As expressões faciais de bebés e crianças têm sido objecto de análise por numerosos cientistas. Darwin é, ele próprio, uma figura de referência no domínio da análise das expressões faciais em geral, e este tema, em particular, o da expressão facial das crianças, não lhe escapou à atenção.
Tudo isto vem isto a propósito de uma situação que aconteceu ontem comigo.
Eu conto.
Estava numa esplanada com uma amiga. Na mesa ao lado sentava-se uma jovem mãe com um bebé e um casal que imaginei que fossem os avós do bebé.
O bebé estava virado para mim, mas entretido na brincadeira com a mãe e só a ela parecia prestar atenção. De repente os nossos olhares cruzaram-se. A expressão do bebé indicava claramente uma reacção que me deixou especialmente intrigado.
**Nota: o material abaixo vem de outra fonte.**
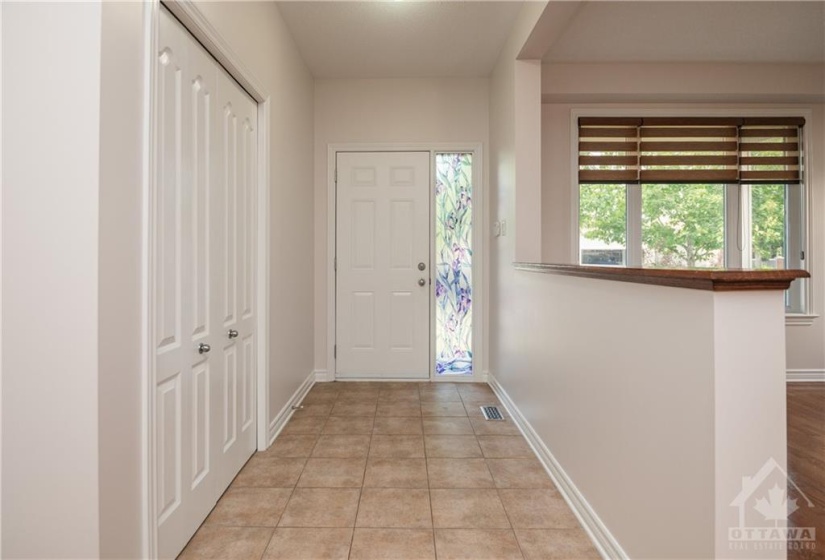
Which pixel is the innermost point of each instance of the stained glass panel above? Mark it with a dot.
(453, 264)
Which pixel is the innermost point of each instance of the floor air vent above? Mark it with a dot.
(491, 413)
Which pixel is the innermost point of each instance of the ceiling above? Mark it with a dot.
(690, 31)
(369, 39)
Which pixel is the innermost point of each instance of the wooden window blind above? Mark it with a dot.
(751, 150)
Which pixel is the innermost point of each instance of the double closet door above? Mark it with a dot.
(203, 283)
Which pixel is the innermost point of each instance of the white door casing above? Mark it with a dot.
(203, 283)
(383, 233)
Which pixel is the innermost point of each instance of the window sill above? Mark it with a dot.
(799, 319)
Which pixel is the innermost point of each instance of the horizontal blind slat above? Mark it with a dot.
(607, 147)
(607, 176)
(769, 146)
(618, 132)
(770, 160)
(688, 175)
(780, 175)
(608, 160)
(769, 133)
(688, 146)
(698, 159)
(687, 132)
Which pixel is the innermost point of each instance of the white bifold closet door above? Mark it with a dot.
(203, 273)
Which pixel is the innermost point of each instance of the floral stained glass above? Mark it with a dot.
(453, 264)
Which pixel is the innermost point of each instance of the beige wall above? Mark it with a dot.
(713, 87)
(401, 111)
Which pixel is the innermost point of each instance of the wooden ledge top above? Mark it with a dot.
(717, 280)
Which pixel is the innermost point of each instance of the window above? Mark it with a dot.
(693, 192)
(453, 264)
Passados escassos segundos, o bebé voltou a buscar o meu olhar e novamente lhe observei uma expressão facial especial.
Fiquei curioso, a imaginar qual teria a razão para aquele comportamento que me pareceu francamente fora do normal. Nem a expressão facial parecia própria de um bebé, ainda de mama como aquele era, e muito menos me parecia normal aquela clara insistência do olhar e a reacção subsequente.
De repente fez-se luz. Lembrei-me que talvez um mês antes tinha estado na brincadeira com ele num restaurante. Era o Manel! Algo na nossa brincadeira teria deixado uma qualquer marca porque lembro-me que, depois de terminada a refeição, enquanto se ia embora, ao colo do pai, o bebé se despediu de mim com um aceno que foi, aliás, notado pelos presentes. 
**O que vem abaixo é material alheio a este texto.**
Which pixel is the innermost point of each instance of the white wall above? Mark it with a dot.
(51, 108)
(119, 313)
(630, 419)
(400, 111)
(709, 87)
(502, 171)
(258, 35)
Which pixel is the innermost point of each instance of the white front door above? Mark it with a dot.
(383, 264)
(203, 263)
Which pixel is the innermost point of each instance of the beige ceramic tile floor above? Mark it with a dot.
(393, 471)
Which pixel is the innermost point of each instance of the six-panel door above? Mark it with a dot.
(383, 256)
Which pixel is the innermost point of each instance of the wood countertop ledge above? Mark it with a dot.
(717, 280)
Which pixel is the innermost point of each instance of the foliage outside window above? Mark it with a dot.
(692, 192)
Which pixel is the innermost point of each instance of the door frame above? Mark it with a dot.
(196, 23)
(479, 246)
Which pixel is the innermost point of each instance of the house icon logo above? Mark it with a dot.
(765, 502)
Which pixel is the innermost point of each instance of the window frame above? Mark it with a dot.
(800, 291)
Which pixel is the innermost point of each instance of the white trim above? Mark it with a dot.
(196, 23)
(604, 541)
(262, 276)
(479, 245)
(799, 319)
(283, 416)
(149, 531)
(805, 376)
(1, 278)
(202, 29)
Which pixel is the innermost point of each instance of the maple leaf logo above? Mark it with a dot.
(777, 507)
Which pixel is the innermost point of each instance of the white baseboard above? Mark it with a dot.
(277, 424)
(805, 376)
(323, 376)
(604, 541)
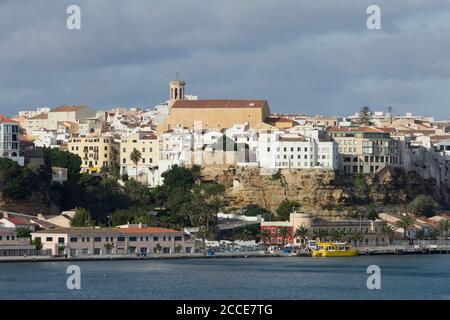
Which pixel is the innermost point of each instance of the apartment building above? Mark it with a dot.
(68, 113)
(11, 245)
(132, 239)
(283, 150)
(95, 152)
(9, 140)
(366, 149)
(147, 144)
(371, 231)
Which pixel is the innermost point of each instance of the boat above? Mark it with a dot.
(334, 249)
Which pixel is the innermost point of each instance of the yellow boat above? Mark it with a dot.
(331, 249)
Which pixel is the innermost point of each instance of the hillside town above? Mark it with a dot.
(142, 144)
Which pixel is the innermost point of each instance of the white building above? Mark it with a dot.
(68, 113)
(9, 140)
(280, 150)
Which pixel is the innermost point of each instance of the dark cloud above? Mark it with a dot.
(303, 56)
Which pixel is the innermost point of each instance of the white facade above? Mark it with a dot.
(280, 150)
(68, 113)
(9, 140)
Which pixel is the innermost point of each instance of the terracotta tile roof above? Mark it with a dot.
(147, 135)
(18, 221)
(115, 231)
(4, 119)
(219, 103)
(67, 108)
(279, 119)
(361, 129)
(42, 116)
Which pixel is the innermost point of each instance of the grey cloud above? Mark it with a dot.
(303, 56)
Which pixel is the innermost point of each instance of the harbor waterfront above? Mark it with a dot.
(405, 277)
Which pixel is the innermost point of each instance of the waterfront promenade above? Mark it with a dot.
(442, 248)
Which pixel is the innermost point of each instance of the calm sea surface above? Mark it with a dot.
(402, 277)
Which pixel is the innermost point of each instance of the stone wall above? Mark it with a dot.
(323, 192)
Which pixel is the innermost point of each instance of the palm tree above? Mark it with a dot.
(443, 227)
(264, 235)
(109, 247)
(136, 156)
(283, 232)
(404, 223)
(420, 234)
(388, 232)
(302, 233)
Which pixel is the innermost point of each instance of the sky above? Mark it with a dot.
(304, 57)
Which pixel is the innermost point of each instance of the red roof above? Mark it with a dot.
(67, 108)
(361, 129)
(18, 221)
(4, 119)
(146, 230)
(219, 103)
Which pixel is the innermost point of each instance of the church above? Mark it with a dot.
(214, 114)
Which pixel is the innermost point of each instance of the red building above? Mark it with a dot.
(274, 237)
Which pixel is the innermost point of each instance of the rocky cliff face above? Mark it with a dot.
(31, 207)
(324, 192)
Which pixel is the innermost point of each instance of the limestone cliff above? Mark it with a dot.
(321, 191)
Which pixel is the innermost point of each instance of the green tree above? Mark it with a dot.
(137, 192)
(388, 233)
(283, 232)
(423, 205)
(178, 178)
(109, 247)
(135, 157)
(404, 222)
(13, 185)
(285, 208)
(443, 227)
(321, 234)
(356, 237)
(264, 235)
(338, 235)
(63, 159)
(37, 244)
(246, 233)
(372, 213)
(365, 116)
(82, 218)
Confirmei com a mãe. Sim, tinham estado no restaurante nessa noite, ela lembrava-se de todo este episódio perfeitamente.
Ora bem: ontem o bebé reconheceu-me. Para minha vergonha confesso que, na altura, não me lembrei, eu, de tudo isto. Mas recordo-me que, quando notei aquele seu primeiro olhar, me passou pela cabeça que havia qualquer coisa de familiar no rosto daquela criança. Foi a insistência dele, como que a dizer-me "então não te lembras de mim?", que me fez recordar o que se tinha passado naquela noite.
Esta história não tem conclusão ou "moral". Mas quem me lê irá decerto poder extrair muitas conclusões e descobrir a "moral por detrás de tudo isto. E irá escolher decerto a que mais lhe convier.

sábado, 30 de abril de 2016

Paulo Varela Gomes

Uma singelíssima homenagem a alguém que admirei muito. Morreu hoje.
Escrevi dois posts neste blog inspirados pelas suas crónicas.  Estão aqui e aqui.
Embora não o conhecesse pessoalmente, tocou-me muito particularmente esta perda.